以 O(log n) 获取二叉树的大小

Question

Full disclosure: This is Homework .

I'm asked to return the rank in a Binary Tree, and after some coding I got it to work. But since my code doesn't get accepted, I noticed that the code should run in O(log n)

And the culprit that slowes this down is my size method:

public int size(Node node){
    if (node != null) return (size(node.left) + 1 + size(node.right));
    return 0;
}

Which I call to get the rank of all elements smaller than the one I need to look for.

Now, I googled and all, but apparentely it is not possible to get the size of a BT in log n time?

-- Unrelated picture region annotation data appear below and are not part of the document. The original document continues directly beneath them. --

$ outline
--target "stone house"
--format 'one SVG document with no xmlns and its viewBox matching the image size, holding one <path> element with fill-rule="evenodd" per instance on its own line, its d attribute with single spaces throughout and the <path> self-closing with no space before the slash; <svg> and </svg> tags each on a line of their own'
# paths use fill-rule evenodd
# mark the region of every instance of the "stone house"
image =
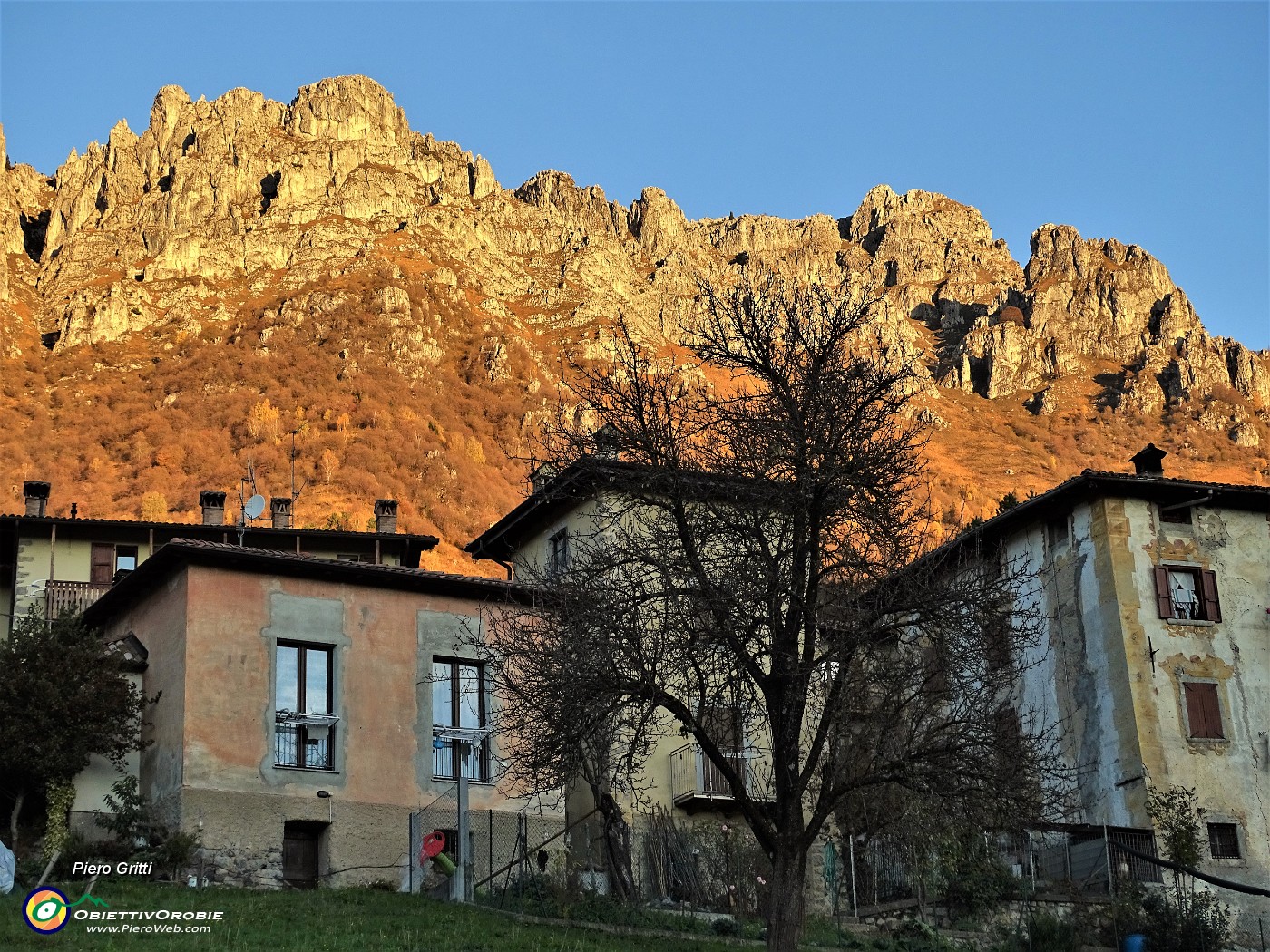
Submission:
<svg viewBox="0 0 1270 952">
<path fill-rule="evenodd" d="M 488 579 L 174 539 L 85 621 L 145 646 L 159 701 L 140 786 L 199 835 L 210 877 L 339 885 L 405 881 L 410 815 L 460 772 L 474 810 L 526 807 L 495 786 L 497 737 L 466 760 L 433 737 L 490 717 L 471 636 L 516 597 Z"/>
<path fill-rule="evenodd" d="M 1167 479 L 1163 457 L 1149 446 L 1133 475 L 1086 470 L 944 551 L 1026 566 L 1019 598 L 1044 632 L 1021 696 L 1080 768 L 1072 819 L 1128 843 L 1149 836 L 1148 790 L 1194 790 L 1204 871 L 1264 887 L 1270 487 Z M 1219 896 L 1252 944 L 1270 900 Z"/>
<path fill-rule="evenodd" d="M 23 484 L 22 514 L 0 514 L 0 637 L 13 621 L 36 608 L 44 617 L 83 611 L 174 538 L 237 542 L 240 527 L 225 523 L 225 493 L 199 494 L 202 522 L 141 522 L 80 518 L 71 503 L 53 514 L 51 486 Z M 434 536 L 396 531 L 398 504 L 375 501 L 375 532 L 302 529 L 292 526 L 292 500 L 274 498 L 263 524 L 243 529 L 241 541 L 254 548 L 302 553 L 318 559 L 372 565 L 418 567 L 419 557 L 437 545 Z M 135 673 L 131 677 L 140 677 Z M 104 758 L 76 778 L 74 811 L 90 815 L 104 806 L 103 797 L 118 773 Z"/>
<path fill-rule="evenodd" d="M 1133 475 L 1086 471 L 941 551 L 975 546 L 1026 567 L 1020 607 L 1044 619 L 1044 632 L 1022 659 L 1019 691 L 1080 768 L 1076 815 L 1064 817 L 1073 839 L 1093 830 L 1149 844 L 1148 788 L 1194 788 L 1205 869 L 1265 883 L 1270 487 L 1167 479 L 1162 458 L 1148 447 Z M 509 574 L 550 572 L 570 541 L 596 531 L 606 485 L 603 466 L 538 479 L 467 551 Z M 683 760 L 696 763 L 677 769 Z M 663 739 L 648 797 L 683 816 L 725 811 L 730 792 L 711 787 L 700 760 L 681 737 Z M 570 802 L 570 812 L 585 807 Z M 1223 891 L 1222 900 L 1245 941 L 1270 913 L 1264 899 Z"/>
</svg>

How would I need to do this then?

Answer 1

With a simple binary tree that only stores children, it isn't possible to get the size in O(log(n)) time since there are n nodes, and you must count every one of them. However, why restrict yourself to only having children? Like many data structures, you can store the size with the node:

class Node {
    public Node left;
    public Node right;
    public int value;
    private int size; // initialize this to 1
}

Then, when inserting into the node, increment the size of every node you encounter:

public void insert(int value) {
    // increment the size
    this.size++;
    if (value < this.value) {
        // obviously check for null as well and insert as appropriate
        this.left.insert(value);
    } else {
        this.right.insert(value);
    }
}

Now, you can get the size in O(1) time, since every node has it.